Des travaux récents approfondissent davantage les mécanismes de contrôle de la PrP au niveau du RE [ 8]. Dans cette étude, les auteurs se sont intéressés au rôle d’une famille de chaperons moléculaires, les cyclophilines (ou peptidylprolyl isomérases), dans le repliement de la protéine du prion. Les cyclophilines catalysent l’isomérisation des liaisons X-Pro, et peuvent être inhibées par la ciclosporine. Dans le cytoplasme de cellules traitées par la ciclosporine, la PrP s’accumule sous forme d’une protéine insoluble dans les détergents et résistante à la protéolyse, comme avec les inhibiteurs du protéasome. Ces formes de PrP cytoplasmiques échappent à la dégradation par le protéasome et s’accumulent sous forme d’agrégats périnucléaires, les agrésomes. Ces derniers ont été définis comme des inclusions cytoplasmiques péricentriolaires constituées de protéines mal conformées et ubiquitinylées, enchevêtrées dans un réseau de vimentine et de filaments intermédiaires. Ces structures ont été identifiées dans certains cas d’accumulation de protéines CFTR (cystic fibrosis transmembrane conductance regulator) ou PS1 (préséniline 1) mutées, impliquées respectivement dans la mucoviscidose et la maladie d’Alzhei- mer, et ont par la suite été intimement liées à l’apparition de nombreuses maladies neurodégénératives ou liées au vieillissement. Dans le cas des ESST, on retrouve certaines PrP porteuses de mutations responsables de GSS dans des agrésomes. Les travaux récents de l’équipe du A. Taraboulos démontrent pour la première fois qu’une protéine sauvage peut également s’accumuler au niveau des agrésomes dans le cas d’une défaillance des cyclophilines.

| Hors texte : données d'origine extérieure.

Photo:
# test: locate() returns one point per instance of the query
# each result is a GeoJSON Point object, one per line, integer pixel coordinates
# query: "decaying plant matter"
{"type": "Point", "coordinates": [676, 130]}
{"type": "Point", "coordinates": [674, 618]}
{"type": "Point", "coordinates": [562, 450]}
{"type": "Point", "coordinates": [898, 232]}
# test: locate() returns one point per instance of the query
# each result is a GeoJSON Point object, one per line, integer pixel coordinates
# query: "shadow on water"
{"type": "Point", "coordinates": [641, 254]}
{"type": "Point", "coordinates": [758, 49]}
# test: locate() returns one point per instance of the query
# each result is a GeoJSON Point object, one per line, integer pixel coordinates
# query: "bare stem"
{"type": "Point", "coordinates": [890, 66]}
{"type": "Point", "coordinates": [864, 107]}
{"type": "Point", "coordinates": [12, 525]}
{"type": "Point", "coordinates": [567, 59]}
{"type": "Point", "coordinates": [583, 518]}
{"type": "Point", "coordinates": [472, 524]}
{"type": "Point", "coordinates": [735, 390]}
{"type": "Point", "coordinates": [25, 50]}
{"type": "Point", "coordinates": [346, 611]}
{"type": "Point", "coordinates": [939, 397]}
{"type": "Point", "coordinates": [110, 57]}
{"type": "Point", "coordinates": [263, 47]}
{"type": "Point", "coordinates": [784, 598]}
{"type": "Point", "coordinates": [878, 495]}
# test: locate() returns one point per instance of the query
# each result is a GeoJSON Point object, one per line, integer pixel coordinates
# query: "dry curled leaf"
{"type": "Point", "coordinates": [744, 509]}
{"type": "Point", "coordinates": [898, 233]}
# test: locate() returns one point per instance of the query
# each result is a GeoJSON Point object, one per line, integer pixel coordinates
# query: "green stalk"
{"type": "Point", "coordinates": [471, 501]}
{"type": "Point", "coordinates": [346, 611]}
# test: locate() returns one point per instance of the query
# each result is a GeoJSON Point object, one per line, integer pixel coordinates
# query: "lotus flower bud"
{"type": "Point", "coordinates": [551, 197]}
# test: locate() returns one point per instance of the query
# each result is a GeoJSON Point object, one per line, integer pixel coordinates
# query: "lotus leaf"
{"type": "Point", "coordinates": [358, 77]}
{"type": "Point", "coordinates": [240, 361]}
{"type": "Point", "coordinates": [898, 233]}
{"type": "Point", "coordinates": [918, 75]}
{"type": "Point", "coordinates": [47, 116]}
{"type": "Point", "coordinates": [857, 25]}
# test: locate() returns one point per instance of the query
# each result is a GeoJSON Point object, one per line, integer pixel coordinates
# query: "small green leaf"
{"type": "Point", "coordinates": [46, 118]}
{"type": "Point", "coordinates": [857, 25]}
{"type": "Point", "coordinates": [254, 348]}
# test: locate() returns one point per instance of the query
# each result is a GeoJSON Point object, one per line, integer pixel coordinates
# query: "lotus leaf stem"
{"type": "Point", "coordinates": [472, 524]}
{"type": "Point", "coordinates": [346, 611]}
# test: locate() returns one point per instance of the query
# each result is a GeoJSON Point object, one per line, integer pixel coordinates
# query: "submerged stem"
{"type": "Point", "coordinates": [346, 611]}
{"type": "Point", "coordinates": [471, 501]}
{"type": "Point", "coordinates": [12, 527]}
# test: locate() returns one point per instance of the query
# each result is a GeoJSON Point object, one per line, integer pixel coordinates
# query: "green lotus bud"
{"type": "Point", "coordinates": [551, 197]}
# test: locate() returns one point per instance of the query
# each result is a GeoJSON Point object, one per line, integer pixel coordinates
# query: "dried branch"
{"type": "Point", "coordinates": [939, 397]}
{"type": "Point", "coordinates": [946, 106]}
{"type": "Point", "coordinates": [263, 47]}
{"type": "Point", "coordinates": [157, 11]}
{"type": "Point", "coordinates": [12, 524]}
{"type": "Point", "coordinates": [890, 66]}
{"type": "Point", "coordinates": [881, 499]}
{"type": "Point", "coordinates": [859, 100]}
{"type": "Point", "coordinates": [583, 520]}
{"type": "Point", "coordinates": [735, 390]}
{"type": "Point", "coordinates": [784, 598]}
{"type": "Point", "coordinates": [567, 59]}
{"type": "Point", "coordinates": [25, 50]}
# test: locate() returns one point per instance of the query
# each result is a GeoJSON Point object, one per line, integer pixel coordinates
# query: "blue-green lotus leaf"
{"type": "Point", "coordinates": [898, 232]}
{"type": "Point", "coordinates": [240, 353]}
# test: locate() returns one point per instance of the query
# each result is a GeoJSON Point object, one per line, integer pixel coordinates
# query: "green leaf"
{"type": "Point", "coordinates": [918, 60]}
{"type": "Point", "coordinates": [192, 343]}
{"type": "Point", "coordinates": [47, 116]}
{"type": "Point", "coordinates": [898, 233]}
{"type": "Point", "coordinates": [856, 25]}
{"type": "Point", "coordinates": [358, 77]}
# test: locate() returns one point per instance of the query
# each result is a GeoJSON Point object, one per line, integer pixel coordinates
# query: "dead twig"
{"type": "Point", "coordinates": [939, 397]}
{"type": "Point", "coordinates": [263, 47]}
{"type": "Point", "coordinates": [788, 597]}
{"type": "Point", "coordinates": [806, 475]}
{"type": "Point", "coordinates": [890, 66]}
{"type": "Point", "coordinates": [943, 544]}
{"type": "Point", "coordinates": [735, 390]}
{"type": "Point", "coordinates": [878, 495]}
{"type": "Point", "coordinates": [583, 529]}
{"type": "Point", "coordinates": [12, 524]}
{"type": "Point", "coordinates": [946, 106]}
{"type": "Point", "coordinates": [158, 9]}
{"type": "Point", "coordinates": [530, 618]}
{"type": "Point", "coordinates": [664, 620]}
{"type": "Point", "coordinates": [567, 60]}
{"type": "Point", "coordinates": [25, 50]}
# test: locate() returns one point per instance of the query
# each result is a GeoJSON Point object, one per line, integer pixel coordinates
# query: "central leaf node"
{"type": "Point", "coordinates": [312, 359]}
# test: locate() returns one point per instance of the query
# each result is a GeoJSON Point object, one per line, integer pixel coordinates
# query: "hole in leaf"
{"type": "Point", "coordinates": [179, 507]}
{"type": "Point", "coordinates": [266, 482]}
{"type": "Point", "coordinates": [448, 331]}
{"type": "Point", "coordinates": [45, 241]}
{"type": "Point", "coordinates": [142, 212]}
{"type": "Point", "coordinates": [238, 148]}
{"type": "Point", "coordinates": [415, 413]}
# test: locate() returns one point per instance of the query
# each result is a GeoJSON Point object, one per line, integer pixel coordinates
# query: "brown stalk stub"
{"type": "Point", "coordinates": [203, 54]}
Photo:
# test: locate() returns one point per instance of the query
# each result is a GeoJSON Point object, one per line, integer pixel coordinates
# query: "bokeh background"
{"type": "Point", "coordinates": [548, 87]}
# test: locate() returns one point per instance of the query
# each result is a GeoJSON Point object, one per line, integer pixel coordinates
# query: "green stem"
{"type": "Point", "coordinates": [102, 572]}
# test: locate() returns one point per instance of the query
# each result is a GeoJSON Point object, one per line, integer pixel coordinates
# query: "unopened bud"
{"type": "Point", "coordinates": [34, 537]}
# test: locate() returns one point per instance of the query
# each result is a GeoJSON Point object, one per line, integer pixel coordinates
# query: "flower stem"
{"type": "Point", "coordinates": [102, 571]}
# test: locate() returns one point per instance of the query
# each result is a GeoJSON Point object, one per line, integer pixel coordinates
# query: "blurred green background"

En conclusion, ces données démontrent clairement que le système de «contrôle qualité» du RE et le protéasome constituent des éléments clés dont le dysfonctionnement, lié à l’âge ou au stress, pourrait expliquer l’apparition de formes sporadiques de CJD. Par ailleurs, comme le note ces auteurs [8], des traitements fondés sur l’utilisation d’inhibiteurs du protéasome, envisagés dans la thérapie de certains cancers, ou utilisant la ciclosporine, un immunosuppresseur d’utilisation très répandue, présentent des risques potentiels. En effet, ces composés pourraient induire la formation de PrP cytoplasmique toxique responsable de troubles neurologiques. De plus, ils devraient être utilisés avec précaution chez les personnes susceptibles de développer une ESST, telles que les personne âgées ou les patients porteurs de mutations dans le gène de la protéine du prion.